Satellites Give An Eagle Eye On Thunderstorms
It’s one of the more frustrating parts of summer. You check the weather forecast, see nothing dramatic, and go hiking or biking. Then, four hours later, a thunderstorm appears out of nowhere and ruins your afternoon.
Thunderstorms can bring intense rain, hail, lightning and even tornadoes, but “predicting them a few hours out is one of the great problems of meteorology,” says Chian-Yi Liu, a postdoctoral researcher at the University of Wisconsin-Madison.
And the consequences can be more serious than a rained-out hike “” even major storms can be missed, Liu says, including the one that dumped up to 10 inches of rain on La Crosse, Wis., on Aug. 18, 2007. “Predictions for the day said a moderate chance of thunderstorms,” Liu says, “but this one produced an inch or two of rain per hour and caused severe flooding.”
Thunderstorms are called “convective storms” because they are powered by differences in air density that cause updrafts and cooling, and can lead to hail, rain, tornadoes and lightning.
In a presentation at the meeting of the American Geophysical Union in San Francisco on Dec. 16, Liu will show that additional data, taken from a satellite, could greatly improve the accuracy of thunderstorm prediction a few hours out.
Liu works at the Cooperative Institute of Meteorological Satellite Studies (CIMSS) at UW-Madison, which both processes satellite data and explores how meteorologists can use more effectively.

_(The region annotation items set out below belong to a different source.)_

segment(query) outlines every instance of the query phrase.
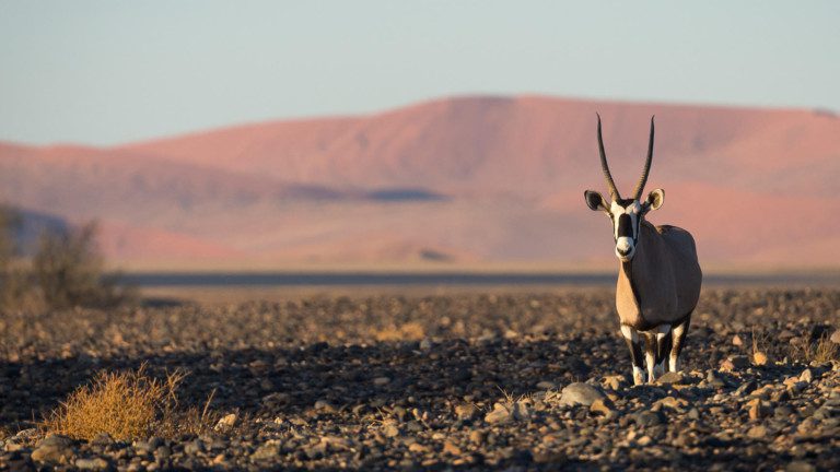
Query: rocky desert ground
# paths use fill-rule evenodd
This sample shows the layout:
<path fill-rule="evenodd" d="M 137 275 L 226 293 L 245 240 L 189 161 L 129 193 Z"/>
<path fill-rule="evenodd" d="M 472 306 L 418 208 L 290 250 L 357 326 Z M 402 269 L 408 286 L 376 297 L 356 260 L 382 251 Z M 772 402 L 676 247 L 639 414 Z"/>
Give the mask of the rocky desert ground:
<path fill-rule="evenodd" d="M 840 291 L 707 290 L 629 384 L 608 288 L 5 314 L 0 470 L 840 470 Z M 182 369 L 195 434 L 48 435 L 97 371 Z"/>

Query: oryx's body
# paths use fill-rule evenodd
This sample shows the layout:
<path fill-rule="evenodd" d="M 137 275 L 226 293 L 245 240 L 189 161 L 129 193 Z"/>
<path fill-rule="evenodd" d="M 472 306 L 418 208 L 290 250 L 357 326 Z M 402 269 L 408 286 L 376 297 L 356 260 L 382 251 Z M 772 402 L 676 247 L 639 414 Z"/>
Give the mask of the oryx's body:
<path fill-rule="evenodd" d="M 611 201 L 587 190 L 584 196 L 592 210 L 606 213 L 612 222 L 616 256 L 620 260 L 616 284 L 616 308 L 621 334 L 627 340 L 633 362 L 633 381 L 642 384 L 642 341 L 644 341 L 648 380 L 656 370 L 668 367 L 676 371 L 691 312 L 700 297 L 702 272 L 691 235 L 675 226 L 653 226 L 644 220 L 651 210 L 662 205 L 665 192 L 653 190 L 640 201 L 653 157 L 653 119 L 648 161 L 633 198 L 622 199 L 607 166 L 598 117 L 598 148 L 604 176 Z"/>

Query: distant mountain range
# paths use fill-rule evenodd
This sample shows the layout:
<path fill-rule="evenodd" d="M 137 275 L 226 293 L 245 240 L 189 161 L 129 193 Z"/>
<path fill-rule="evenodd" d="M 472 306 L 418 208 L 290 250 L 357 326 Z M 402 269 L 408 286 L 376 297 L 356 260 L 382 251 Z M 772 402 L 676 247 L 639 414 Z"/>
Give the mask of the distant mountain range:
<path fill-rule="evenodd" d="M 101 222 L 106 255 L 186 263 L 614 263 L 595 113 L 628 193 L 656 144 L 655 224 L 711 266 L 840 266 L 840 118 L 825 111 L 458 97 L 96 149 L 0 143 L 0 200 Z"/>

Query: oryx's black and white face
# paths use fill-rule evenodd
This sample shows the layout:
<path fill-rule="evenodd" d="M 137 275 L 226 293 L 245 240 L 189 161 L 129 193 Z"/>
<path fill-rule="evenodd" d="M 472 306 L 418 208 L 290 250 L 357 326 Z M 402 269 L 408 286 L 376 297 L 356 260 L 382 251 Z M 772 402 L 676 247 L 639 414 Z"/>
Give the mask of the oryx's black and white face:
<path fill-rule="evenodd" d="M 644 184 L 648 181 L 648 174 L 651 172 L 651 161 L 653 158 L 653 118 L 651 118 L 648 160 L 644 164 L 642 178 L 639 179 L 639 184 L 635 186 L 635 190 L 633 190 L 633 198 L 622 199 L 616 188 L 616 184 L 612 181 L 612 176 L 609 174 L 607 154 L 604 151 L 604 139 L 600 135 L 600 116 L 598 116 L 598 151 L 600 152 L 600 167 L 607 180 L 611 198 L 607 201 L 600 193 L 594 190 L 586 190 L 584 192 L 586 205 L 592 210 L 603 211 L 609 216 L 612 222 L 612 237 L 616 241 L 616 257 L 622 262 L 628 262 L 633 259 L 635 248 L 639 245 L 639 229 L 642 219 L 644 219 L 649 211 L 658 209 L 665 199 L 665 192 L 662 189 L 656 189 L 648 196 L 646 200 L 640 201 Z"/>
<path fill-rule="evenodd" d="M 584 197 L 590 209 L 602 211 L 609 217 L 612 224 L 612 239 L 616 241 L 616 257 L 622 262 L 629 262 L 639 245 L 639 228 L 644 215 L 662 205 L 665 192 L 656 189 L 643 202 L 621 198 L 607 202 L 594 190 L 586 190 Z"/>

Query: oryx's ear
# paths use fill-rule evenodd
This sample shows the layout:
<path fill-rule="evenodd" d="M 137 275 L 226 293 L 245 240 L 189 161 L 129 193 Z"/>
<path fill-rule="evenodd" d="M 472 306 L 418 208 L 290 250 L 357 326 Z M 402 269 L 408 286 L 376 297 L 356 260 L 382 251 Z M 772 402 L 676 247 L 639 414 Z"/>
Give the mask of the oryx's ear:
<path fill-rule="evenodd" d="M 604 197 L 602 197 L 600 193 L 596 192 L 595 190 L 586 190 L 583 192 L 583 197 L 586 199 L 586 206 L 588 206 L 590 210 L 600 210 L 604 212 L 609 211 L 609 204 L 607 201 L 604 200 Z"/>
<path fill-rule="evenodd" d="M 646 210 L 658 210 L 662 202 L 665 201 L 665 190 L 656 189 L 648 193 L 648 200 L 644 201 Z"/>

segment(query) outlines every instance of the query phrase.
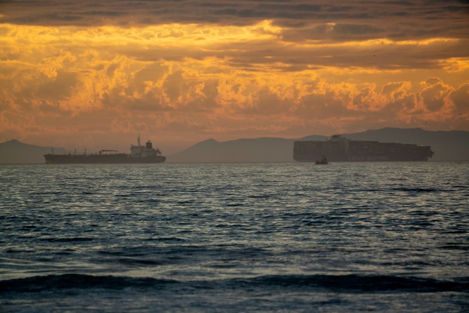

“Scientists understand the basic causes of thunderstorm formation,” Liu says, “but their major source of data is usually surface observations, or measurements taken from balloons that are released into the lower atmosphere, and they usually lack information about the upper atmosphere.”
When Liu and his colleagues introduced data on conditions at 15,000-32,000 feet of altitude into the equation, they found a considerable improvement in the crucial three- to six-hour forecast. The data was collected from 400 different events by sensors on NASA’s Aqua satellite that measure conditions at different altitudes.
Convective storms allow the atmosphere to dump excess energy, held in the form of heat and humidity, and release it as wind and especially precipitation. Convection storms are most likely when the atmosphere is unstable, Liu says. “Our analysis shows that if there is instability at around 30,000 feet, with other storm-favorable conditions, a convective storm will develop in the following three to five hours. Using the top-down view of a satellite reverses our usual way of thinking about convective storms, and may suggest an explanation for storms that arise when they would not be predicted using conventional methods.”
“For a long time, we have looked at convection and instability from a near-surface perspective,” says co-author Steve Ackerman, a professor of meteorology and director of CIMSS. “What Chian-Yi has showed is that this is not always the case, you can drive instability from upper troposphere too.”
The troposphere is roughly the lower six miles of the atmosphere.
Convection releases energy and feeds on itself, Ackerman says. “If you have unstable conditions in the atmosphere and things get moving, they will continue to move by themselves. Our perspective has been how it could get started from the ground. Chian-Yi has shown that it can start from the top as well.”
CIMSS has a good working relationship with National Weather Service, Ackerman says, and has a “proving ground” process that can quickly incorporate research results into forecast methods.
“In my experience, there are not many advances that come along with so much potential to improve forecasts,” Ackerman says. “This is an advance in the science, and it takes this perspective: Let’s not always look at the atmosphere from the ground. Let’s also look at what happens in the upper atmosphere.”